舞台は後南朝時代、吉野の里だ。南朝最後の帝、深日宮自天王(ふかひのみや みちひろおう)の弟さん、映宮忠義王(はゆるのみやただよしおう)をめぐるお話である。ちなみにこれらの名前は架空らしくて、文献に残ってるのは自天王、忠義王という名前で、読み方は不明らしい。

だいたい奈良時代の昔から、負けたり隠れたりするヤツは吉野に行く決まりだ。吉野というのは、人が逃げたり隠れたりするアンニュイな地なのだ。よって3編のお話からなる『雪紅皇子』も、胸が痛くなるほど切ない話ばっかりだ。誰でも恐らく、大して歴史に詳しくなくたって、南朝は滅びちゃうんだってことは何となく知っている。その南朝最後の人たちの話だというのだから、最後まで読まずともアンニュイな気持ちでいっぱいだ。

『雪紅皇子』の最初の1編は、人の心が読める根姫(ねき)という少女が、その特殊な能力のせいで人々に忌み嫌われ、追われて吉野にたどり着くところから本格的に話が始まる。根姫の力は、南朝の帝こそ活かせるという。実際に会ってみると、根姫の力を見抜いたのは帝(深日宮)ではなく、アンニュイ端麗イケメンの映宮だった。

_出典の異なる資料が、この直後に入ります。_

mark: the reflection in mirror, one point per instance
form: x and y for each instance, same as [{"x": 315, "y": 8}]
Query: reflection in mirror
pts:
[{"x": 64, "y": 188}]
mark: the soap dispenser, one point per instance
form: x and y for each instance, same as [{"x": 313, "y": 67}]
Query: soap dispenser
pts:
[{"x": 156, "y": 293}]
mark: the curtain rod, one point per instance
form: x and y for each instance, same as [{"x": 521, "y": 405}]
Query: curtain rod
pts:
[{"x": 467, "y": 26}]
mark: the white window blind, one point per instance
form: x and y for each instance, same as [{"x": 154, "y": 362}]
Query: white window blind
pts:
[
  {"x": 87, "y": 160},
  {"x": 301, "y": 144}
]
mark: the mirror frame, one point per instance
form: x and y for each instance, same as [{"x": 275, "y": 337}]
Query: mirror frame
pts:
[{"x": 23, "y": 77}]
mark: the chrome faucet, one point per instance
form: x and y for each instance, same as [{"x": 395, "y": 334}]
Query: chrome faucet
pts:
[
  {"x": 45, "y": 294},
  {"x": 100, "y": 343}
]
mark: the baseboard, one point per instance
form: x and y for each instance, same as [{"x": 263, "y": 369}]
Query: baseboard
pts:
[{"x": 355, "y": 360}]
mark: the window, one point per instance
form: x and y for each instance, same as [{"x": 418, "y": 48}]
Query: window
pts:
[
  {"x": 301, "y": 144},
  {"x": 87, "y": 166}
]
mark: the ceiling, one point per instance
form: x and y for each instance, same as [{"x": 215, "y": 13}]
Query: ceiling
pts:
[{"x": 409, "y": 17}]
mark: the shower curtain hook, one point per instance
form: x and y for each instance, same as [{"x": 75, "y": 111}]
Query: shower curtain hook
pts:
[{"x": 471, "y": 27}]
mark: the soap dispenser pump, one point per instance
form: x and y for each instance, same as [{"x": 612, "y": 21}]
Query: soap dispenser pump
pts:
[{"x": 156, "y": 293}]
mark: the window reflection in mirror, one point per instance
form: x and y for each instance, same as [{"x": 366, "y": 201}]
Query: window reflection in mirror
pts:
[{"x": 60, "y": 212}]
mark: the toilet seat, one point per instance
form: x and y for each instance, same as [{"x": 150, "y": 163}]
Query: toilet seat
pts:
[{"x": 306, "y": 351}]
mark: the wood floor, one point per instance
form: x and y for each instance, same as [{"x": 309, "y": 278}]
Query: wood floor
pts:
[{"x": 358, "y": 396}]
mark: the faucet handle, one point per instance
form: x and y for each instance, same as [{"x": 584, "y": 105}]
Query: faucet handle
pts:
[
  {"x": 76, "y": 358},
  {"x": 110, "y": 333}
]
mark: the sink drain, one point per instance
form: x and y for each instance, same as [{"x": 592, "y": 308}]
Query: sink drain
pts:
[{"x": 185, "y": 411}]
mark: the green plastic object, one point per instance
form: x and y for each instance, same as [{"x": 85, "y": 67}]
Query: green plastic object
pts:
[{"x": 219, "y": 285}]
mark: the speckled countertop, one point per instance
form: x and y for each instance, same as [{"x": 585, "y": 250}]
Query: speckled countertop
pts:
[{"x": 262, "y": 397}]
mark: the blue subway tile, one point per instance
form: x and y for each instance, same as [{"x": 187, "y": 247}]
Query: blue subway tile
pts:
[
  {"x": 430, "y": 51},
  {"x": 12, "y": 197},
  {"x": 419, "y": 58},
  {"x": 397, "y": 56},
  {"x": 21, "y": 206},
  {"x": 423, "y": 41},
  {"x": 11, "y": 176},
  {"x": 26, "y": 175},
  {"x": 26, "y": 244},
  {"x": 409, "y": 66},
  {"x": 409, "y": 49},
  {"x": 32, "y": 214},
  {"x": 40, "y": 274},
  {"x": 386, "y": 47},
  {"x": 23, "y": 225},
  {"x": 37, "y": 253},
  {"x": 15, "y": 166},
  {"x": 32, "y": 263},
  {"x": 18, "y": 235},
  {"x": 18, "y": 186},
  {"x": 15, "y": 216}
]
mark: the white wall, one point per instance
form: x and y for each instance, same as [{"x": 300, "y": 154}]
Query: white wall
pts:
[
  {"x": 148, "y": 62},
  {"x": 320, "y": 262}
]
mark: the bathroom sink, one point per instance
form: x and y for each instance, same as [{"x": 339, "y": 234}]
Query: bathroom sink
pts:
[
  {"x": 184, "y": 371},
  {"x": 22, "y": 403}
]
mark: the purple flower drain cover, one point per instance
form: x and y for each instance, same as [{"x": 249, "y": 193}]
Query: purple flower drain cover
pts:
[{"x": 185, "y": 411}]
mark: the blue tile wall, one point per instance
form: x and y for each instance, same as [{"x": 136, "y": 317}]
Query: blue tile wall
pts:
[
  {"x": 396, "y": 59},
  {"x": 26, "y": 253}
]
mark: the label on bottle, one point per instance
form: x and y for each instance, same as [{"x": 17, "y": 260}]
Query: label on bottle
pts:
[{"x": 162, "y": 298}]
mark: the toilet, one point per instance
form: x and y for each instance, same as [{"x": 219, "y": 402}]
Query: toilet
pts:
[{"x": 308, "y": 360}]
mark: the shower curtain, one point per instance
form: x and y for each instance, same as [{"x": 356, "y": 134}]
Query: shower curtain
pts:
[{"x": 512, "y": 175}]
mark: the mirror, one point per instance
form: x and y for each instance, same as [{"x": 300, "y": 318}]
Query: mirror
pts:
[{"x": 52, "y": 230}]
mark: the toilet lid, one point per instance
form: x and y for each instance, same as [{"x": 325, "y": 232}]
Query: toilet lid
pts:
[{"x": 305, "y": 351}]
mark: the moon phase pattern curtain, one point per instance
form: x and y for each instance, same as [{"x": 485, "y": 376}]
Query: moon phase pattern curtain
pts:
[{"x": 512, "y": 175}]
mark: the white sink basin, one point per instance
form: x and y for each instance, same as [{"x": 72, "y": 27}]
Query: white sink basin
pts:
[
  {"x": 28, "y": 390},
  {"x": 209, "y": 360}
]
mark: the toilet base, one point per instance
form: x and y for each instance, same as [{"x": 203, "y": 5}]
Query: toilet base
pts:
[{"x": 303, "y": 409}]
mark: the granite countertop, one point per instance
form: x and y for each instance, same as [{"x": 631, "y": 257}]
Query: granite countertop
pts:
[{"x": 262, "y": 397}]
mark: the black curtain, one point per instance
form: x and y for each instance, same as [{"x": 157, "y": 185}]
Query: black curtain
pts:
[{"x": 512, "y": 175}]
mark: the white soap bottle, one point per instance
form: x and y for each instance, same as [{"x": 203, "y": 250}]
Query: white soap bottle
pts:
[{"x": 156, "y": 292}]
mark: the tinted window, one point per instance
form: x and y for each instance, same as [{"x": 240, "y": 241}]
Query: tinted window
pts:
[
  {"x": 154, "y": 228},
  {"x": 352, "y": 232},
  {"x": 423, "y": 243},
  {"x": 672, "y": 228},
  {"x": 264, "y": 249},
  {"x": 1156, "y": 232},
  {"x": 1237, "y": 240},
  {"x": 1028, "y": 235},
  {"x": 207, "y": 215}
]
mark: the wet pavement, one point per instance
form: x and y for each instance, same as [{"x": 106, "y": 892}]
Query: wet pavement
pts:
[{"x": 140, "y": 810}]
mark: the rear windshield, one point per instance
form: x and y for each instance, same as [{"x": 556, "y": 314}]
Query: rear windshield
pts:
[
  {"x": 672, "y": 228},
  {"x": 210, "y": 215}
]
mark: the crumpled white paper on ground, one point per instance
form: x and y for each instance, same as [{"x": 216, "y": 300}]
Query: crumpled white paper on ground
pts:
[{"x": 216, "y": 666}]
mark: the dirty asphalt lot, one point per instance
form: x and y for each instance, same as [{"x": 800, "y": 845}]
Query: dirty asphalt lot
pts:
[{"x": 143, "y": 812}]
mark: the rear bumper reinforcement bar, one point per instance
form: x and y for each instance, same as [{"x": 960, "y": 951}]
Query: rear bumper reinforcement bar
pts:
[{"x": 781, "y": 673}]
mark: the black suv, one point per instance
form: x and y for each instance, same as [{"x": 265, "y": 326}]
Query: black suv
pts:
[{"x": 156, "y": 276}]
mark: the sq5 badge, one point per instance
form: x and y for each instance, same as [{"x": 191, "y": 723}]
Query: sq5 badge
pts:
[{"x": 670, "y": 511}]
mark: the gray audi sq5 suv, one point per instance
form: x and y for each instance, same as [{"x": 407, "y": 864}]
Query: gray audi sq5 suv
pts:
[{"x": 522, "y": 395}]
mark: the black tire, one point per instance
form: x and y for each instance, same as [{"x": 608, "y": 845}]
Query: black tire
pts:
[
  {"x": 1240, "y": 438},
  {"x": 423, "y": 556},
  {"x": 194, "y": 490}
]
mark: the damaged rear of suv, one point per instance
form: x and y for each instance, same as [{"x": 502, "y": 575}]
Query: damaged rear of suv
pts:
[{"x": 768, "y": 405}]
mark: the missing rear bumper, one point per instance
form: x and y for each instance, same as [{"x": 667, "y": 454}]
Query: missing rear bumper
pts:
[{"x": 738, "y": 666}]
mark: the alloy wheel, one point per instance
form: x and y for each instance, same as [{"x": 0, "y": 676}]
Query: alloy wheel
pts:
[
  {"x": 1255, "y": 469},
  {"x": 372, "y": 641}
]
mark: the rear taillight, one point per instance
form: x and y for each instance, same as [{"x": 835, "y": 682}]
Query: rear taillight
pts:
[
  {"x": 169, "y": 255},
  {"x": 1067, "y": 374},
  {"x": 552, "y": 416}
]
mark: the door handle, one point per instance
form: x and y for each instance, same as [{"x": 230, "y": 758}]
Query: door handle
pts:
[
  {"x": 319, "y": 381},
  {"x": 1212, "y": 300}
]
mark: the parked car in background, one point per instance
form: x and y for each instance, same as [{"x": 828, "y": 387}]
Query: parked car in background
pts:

自分を受け入れ、認めてくれる端麗イケメンの映宮を、根姫は犬のように慕う。一方で、我を表せず、兄帝のため、影として力を尽くす映宮は、頼れる者もなく孤独だ。自分を無邪気に慕う根姫には心が温められ、2人は隙間を埋めるように強く結ばれる。このあたりの2人の関係は、女の萌え心を激しく揺さぶるはずだ。少女漫画では、手を変え品を変えては「絶対無二」の関係が描かれるからだ。2千年前から運命だったとか、俺の傷がわかるのはあいつだけ、みたいな。

さてこの映宮は、漫画では端麗イケメンのくせに山岳戦の達人ということになっている。この漫画を読んで南朝最後のアンニュイ兄弟に胸を焦がしつつ永井路子の『銀の館』かなんかを読んでたら、映宮と帝が出てきて大喜びしたことがある。しかし読み進めてみると、「吉野の田舎に隠居してた2皇子はヒ弱っ子で、よれよれの剣さばきでとっとと切られた」みたいに書かれてて深く傷つき、そっと本を閉じた覚えがある。やっぱり漫画は夢があっていいな。